En un Decreto notificado hoy mismo, al que ha tenido acceso Diario16, el Fiscal Jefe Inspector, Fausto Cartagena, ha decidido elevar al Tribunal Supremo la denuncia formulada contra el Fiscal Jefe Anticorrupción, por considerar que dicho órgano es el competente para la instrucción, y en su caso el enjuiciamiento y fallo, de los delitos que pudiera haber cometido en el ejercicio de sus funciones Alejandro Luzón.

La denuncia fue interpuesta por ACODAP, la Asociación contra la Corrupción y en defensa de la Acción Pública liderada por el ex juez decano de Talavera de la Reina, Fernando Presencia, por considerar que el fiscal jefe de la Fiscalía Especial contra la corrupción y el crimen organizado podría haber cometido un delito continuado de represalias contra los denunciantes de corrupción  “por la violación del Derecho de la Unión Europea encarnado en la DIRECTIVA (UE) 2019/1937 DEL PARLAMENTO EUROPEO Y DEL CONSEJO de 23 de octubre de 2019 relativa a la protección de las personas que informen sobre infracciones del Derecho de la Unión”.

En la denuncia se advertía que el Sr. Luzón lleva casi un año sin mover un dedo para hacer que se respete la Directiva (UE) 2019/1937, relativa a la protección de las personas que informen sobre infracciones del Derecho de la Unión, en las actuaciones llevadas a cabo por los funcionarios del ministerio fiscal.

Casos sangrantes y escandalosos como el de Roberto Macías, antiguo empleado de la organización sindical que descubrió la trama de las facturas falsas de UGT, que fue acusado indebida e ilegalmente por el fiscal delegado de anticorrupción, Fernando Soto. El aludido funcionario le imputaba sin ruborizarse ser autor de un inexistente delito de descubrimiento y revelación de secretos, a pesar de que el día en que empezaron las sesiones del juicio ya estaba en vigor la Directiva, que considera lícitas las revelaciones públicas de información sobre infracciones del Derecho de la Unión. 

Es inconcebible que en el caso de Macías el Fiscal Especial contra la corrupción y el crimen organizado no diera las pertinentes órdenes a su delegado en Sevilla para que retirase la acusación contra el ex empleado de UGT, una vez entró en vigor la Directiva de denunciantes de corrupción. Ese juicio nunca debió celebrarse.

Tampoco tiene explicación que Luzón no haya propuesto todavía a la fiscal general del Estado la publicación de la urgente y esperada Circular sobre la incidencia de la Directiva de protección de los denunciantes de infracciones del Derecho de la Unión sobre el ordenamiento jurídico interno.

El Ministerio Público debe investigar la corrupción sin perseguir a los denunciantes

La obligación del Ministerio Público a partir de ahora es investigar la corrupción sin perseguir a los denunciantes o alertadores. Es más, la fiscalía tiene obligación de protegerlos.

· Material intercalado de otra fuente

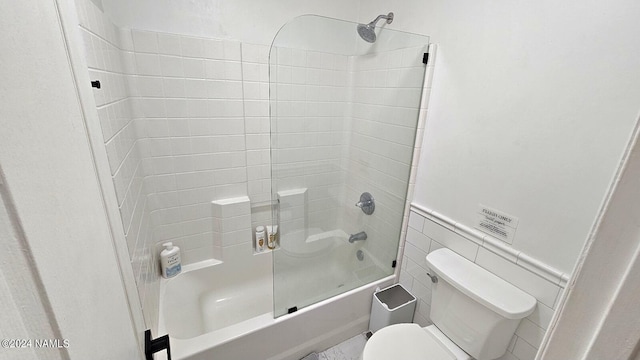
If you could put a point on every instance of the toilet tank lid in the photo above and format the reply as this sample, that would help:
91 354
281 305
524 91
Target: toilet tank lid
481 285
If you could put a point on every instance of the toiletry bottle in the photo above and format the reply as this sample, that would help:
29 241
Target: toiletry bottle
260 238
170 260
272 231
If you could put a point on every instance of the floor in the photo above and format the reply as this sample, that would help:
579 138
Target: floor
350 349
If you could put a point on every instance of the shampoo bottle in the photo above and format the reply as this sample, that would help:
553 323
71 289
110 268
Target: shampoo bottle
260 239
272 231
170 260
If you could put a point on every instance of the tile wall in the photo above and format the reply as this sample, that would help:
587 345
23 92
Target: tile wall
186 122
310 118
425 235
110 60
387 88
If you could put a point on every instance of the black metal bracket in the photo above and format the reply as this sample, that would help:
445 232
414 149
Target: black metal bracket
153 346
425 58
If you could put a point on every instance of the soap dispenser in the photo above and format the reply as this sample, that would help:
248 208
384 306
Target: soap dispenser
170 260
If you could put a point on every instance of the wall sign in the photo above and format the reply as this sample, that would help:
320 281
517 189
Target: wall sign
496 223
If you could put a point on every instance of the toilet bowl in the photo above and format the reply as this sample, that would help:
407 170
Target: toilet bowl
474 312
410 341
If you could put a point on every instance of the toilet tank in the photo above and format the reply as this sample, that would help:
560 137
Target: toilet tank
476 309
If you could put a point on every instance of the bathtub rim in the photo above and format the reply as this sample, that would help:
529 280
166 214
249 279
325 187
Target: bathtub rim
184 348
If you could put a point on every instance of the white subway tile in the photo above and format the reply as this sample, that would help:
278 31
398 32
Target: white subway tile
148 64
192 47
450 240
213 49
194 68
232 50
169 44
145 41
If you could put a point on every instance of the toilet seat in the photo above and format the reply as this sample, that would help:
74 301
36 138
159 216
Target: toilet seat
406 342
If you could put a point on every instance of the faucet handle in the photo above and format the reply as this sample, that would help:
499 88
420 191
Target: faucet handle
366 203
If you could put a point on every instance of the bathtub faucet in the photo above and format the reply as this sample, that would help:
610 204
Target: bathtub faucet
361 236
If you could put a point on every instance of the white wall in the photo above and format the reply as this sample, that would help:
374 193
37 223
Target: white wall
598 318
252 21
50 175
530 110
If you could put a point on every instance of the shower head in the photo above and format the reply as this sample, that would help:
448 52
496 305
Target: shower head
367 32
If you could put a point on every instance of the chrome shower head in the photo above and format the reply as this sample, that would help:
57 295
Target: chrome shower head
367 32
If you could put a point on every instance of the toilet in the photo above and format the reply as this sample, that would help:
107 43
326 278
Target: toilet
474 314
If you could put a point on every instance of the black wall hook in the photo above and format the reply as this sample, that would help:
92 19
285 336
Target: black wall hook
153 346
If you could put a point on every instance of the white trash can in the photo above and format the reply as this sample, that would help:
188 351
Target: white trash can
391 305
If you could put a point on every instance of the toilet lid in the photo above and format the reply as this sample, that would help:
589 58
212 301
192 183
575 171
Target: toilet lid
405 342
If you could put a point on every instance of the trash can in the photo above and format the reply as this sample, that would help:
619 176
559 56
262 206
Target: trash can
391 305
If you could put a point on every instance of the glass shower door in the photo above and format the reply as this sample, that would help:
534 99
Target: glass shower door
344 115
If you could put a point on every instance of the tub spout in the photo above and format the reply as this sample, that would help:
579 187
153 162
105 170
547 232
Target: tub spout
361 236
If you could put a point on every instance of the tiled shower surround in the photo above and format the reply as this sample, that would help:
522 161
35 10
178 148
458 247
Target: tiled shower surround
185 122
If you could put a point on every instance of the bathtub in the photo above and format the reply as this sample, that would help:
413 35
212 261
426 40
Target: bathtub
222 310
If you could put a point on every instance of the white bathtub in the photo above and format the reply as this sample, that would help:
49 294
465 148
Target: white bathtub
224 311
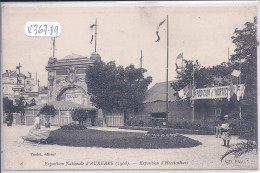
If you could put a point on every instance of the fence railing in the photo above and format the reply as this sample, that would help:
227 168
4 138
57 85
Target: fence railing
116 120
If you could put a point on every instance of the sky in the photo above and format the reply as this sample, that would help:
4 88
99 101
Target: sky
201 33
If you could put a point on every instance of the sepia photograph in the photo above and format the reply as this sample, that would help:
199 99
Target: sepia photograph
129 86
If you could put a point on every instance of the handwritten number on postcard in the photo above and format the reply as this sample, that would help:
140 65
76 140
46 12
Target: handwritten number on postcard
42 29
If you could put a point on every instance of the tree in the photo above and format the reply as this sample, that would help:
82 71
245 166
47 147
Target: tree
20 105
33 103
246 53
79 115
8 108
115 88
48 111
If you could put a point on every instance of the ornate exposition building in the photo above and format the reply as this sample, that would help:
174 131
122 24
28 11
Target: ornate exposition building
66 78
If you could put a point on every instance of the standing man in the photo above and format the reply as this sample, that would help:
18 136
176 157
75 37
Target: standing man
225 128
218 127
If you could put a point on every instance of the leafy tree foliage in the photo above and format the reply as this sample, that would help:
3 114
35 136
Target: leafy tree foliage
79 115
115 88
33 103
246 52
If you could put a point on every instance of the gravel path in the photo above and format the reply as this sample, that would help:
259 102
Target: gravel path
19 155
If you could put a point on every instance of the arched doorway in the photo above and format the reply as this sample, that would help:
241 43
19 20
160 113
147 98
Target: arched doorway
74 94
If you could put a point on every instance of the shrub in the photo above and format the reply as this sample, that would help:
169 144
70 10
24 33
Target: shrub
73 126
79 115
160 131
134 123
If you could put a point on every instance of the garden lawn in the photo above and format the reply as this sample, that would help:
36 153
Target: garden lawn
110 139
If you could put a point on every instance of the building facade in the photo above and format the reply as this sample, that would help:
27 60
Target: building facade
15 85
66 81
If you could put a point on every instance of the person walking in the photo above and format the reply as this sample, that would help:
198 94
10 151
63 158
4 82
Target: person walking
225 128
218 123
37 122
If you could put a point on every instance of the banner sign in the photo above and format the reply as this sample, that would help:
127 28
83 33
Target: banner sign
219 92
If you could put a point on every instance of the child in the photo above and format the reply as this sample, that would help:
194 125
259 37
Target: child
37 122
218 127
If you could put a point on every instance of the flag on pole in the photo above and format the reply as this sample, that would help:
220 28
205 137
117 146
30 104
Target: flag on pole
92 35
236 73
185 92
157 31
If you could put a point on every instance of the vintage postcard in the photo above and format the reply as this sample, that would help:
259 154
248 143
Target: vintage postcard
129 86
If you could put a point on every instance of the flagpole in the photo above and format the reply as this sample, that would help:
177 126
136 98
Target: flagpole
193 102
240 113
53 47
167 99
96 35
141 60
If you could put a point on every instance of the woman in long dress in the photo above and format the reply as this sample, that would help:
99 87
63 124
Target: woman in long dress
37 122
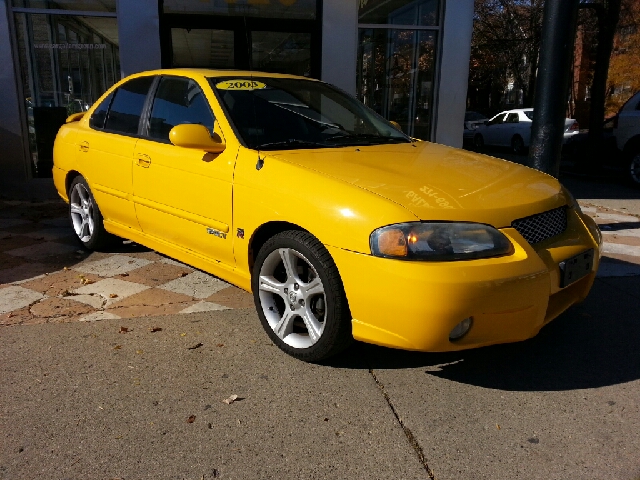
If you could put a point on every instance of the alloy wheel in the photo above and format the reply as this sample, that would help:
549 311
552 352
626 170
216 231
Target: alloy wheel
292 298
82 211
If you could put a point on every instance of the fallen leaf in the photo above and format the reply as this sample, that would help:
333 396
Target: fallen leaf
231 399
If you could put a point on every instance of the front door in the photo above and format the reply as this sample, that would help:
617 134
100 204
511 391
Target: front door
183 196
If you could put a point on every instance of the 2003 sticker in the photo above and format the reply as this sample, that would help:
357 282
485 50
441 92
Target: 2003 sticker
240 84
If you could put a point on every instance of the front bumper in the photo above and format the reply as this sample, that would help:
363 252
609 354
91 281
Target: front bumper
414 305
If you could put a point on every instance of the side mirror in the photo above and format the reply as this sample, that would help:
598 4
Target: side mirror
395 124
196 136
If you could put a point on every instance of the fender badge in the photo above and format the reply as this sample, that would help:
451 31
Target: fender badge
217 233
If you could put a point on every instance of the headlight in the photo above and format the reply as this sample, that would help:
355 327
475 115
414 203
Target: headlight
439 241
572 200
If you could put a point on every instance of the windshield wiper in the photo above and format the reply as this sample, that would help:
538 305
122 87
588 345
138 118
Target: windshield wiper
371 137
292 142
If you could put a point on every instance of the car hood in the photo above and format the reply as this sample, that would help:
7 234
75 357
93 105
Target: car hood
436 182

En todos estos casos, es urgente que el Ministerio Fiscal retire inmediatamente la acusación contra los denunciantes de corrupción, y si ya ha habido condena tendrá que recurrirla si no es firme, y si fuera firme deberá pedir la revisión de la sentencia.

Por otro lado, mientras no decidan crear los juzgados especiales para las infracciones del Derecho de la Unión, la fiscalía especial para la corrupción y el crimen organizado tiene obligación de proteger de los acosos a los denunciantes y alertadores de corrupción en los procedimientos en los que sean parte.

Por todo esto resulta imprescindible que Luzón ordene la confección de una relación de todos aquellos procedimientos penales seguidos en España en los que investigados, acusados o condenados hayan solicitado la aplicación de la Directiva de protección de los denunciantes de corrupción contra las represalias.

ACODAP considera que la pasividad del fiscal especial anticorrupción es intolerable. Por ello ha presentado denuncia contra él al considerarle responsable directo de las represalias que se siguen produciendo contra los denunciantes de corrupción desde los propios juzgados e incluso a veces desde la misma fiscalía.